Purpose & Capability: noteThe script performs expected tasks for basic competitor monitoring: fetching pages, extracting text, diffing, saving snapshots and history under ~/.openclaw. However, the skill description and SKILL.md promise additional capabilities (social/X monitoring, Telegram alert delivery, built-with tech detection, detailed SEO analysis) that are not implemented in scripts/monitor.py. This is an overclaim rather than a direct malicious mismatch.

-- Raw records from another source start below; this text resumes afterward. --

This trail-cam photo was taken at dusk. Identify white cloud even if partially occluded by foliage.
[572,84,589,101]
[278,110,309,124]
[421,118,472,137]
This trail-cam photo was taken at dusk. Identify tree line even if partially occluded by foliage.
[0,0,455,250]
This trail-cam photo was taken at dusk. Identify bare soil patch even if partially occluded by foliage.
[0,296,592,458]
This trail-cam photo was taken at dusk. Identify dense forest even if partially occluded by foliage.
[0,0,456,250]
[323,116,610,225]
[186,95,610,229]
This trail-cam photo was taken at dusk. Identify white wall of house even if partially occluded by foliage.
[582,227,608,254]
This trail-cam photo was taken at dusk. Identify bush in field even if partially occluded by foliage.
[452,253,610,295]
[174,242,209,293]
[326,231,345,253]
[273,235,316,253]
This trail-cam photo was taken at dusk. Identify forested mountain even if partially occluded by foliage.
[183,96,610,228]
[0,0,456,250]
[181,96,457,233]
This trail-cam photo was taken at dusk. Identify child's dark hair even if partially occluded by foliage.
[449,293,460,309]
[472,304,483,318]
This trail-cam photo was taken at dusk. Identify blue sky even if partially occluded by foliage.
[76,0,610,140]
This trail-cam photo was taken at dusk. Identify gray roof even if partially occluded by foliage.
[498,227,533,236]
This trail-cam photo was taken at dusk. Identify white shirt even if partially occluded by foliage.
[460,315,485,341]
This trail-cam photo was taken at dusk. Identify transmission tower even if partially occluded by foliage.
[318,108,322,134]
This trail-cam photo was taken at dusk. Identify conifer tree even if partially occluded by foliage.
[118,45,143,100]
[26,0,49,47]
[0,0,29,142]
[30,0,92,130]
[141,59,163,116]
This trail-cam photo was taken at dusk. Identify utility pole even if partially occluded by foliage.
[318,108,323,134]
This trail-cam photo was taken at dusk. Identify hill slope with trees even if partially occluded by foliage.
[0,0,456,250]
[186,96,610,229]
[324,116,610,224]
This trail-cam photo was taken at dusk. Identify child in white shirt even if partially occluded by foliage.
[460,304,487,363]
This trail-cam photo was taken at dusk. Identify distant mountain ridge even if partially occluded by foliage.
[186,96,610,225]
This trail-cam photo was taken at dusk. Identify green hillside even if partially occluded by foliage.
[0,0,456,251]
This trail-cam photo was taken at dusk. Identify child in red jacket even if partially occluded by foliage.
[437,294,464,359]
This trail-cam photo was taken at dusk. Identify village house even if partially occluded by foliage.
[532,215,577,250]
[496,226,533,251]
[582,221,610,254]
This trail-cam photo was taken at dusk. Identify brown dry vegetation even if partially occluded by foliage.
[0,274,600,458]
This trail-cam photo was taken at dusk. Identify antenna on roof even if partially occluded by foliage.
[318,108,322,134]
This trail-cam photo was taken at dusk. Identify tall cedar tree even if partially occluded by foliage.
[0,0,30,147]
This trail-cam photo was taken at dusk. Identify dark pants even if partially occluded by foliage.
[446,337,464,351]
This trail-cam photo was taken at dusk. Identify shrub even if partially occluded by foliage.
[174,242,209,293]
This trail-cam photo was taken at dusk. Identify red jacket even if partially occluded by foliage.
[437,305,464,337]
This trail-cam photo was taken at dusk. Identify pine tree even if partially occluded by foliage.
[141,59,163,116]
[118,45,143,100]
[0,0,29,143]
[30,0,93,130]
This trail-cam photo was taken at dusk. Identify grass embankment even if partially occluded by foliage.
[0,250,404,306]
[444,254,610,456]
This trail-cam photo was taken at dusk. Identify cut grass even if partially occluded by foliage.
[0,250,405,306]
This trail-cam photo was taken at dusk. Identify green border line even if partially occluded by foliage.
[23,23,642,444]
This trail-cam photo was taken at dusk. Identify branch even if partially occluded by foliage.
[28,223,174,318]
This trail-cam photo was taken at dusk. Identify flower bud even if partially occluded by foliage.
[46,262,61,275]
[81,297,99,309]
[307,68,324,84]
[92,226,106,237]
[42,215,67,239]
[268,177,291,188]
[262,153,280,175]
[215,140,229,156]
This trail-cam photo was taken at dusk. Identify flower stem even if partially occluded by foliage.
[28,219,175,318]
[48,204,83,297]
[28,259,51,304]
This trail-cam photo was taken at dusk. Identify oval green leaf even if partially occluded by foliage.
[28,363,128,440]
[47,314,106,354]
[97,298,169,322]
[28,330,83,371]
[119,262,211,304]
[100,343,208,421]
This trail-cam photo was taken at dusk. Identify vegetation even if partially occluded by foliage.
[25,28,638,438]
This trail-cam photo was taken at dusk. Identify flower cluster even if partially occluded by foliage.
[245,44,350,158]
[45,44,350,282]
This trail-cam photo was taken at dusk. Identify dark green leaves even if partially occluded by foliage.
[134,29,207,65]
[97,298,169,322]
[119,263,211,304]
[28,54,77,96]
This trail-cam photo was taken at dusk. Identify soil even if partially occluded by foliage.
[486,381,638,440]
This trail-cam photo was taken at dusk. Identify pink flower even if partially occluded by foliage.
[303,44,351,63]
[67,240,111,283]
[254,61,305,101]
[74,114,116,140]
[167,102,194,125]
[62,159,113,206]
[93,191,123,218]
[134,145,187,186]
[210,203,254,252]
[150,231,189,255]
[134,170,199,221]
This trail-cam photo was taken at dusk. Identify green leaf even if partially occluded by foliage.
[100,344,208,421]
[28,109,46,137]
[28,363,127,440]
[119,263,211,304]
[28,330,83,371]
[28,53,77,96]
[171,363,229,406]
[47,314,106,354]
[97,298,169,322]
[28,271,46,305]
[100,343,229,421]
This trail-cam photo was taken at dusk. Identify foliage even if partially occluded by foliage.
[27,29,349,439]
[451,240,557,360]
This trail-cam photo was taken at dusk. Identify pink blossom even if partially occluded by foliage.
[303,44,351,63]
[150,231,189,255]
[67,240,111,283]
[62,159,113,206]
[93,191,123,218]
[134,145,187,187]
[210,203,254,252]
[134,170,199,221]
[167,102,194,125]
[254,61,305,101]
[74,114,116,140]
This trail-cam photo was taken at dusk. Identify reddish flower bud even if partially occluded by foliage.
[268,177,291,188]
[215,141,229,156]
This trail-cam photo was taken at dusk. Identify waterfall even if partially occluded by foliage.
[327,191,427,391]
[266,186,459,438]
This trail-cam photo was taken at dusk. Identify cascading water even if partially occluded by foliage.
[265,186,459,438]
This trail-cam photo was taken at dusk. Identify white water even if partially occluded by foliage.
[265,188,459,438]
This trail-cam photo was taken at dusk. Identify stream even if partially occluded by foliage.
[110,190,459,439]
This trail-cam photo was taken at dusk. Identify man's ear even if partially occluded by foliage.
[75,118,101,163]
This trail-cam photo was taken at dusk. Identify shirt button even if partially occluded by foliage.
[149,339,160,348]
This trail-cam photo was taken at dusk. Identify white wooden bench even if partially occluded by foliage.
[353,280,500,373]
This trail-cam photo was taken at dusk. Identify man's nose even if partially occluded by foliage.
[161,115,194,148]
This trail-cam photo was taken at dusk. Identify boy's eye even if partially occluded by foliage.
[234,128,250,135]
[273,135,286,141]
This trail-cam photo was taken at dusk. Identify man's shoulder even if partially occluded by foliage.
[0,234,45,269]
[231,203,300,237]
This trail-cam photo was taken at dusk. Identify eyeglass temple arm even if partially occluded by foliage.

Instruction Scope: okRuntime instructions only call the bundled Python script with CLI commands (add, check, history, report). The instructions reference the config path and data directory that the script actually uses. The instructions do not ask the agent to read unrelated system files or transmit data to external endpoints beyond fetching the competitor URLs (which is expected).
Install Mechanism: okNo install spec present; this is an instruction-only skill with a bundled Python script. Nothing is downloaded or installed automatically by the skill package itself.
Credentials: okThe skill declares no required environment variables or credentials and the script does not attempt to read any secrets. It writes config and data files under the user's home (~/.openclaw). The apparent alertChannel (telegram) in config is not implemented in code, so there is no hidden requirement for messaging credentials.
Persistence & Privilege: okThe skill does persist state to ~/.openclaw/competitor-monitor.json and ~/.openclaw/competitor-data, which is expected for this type of tool. It does not request always:true, nor does it modify other skills or system-wide agent settings.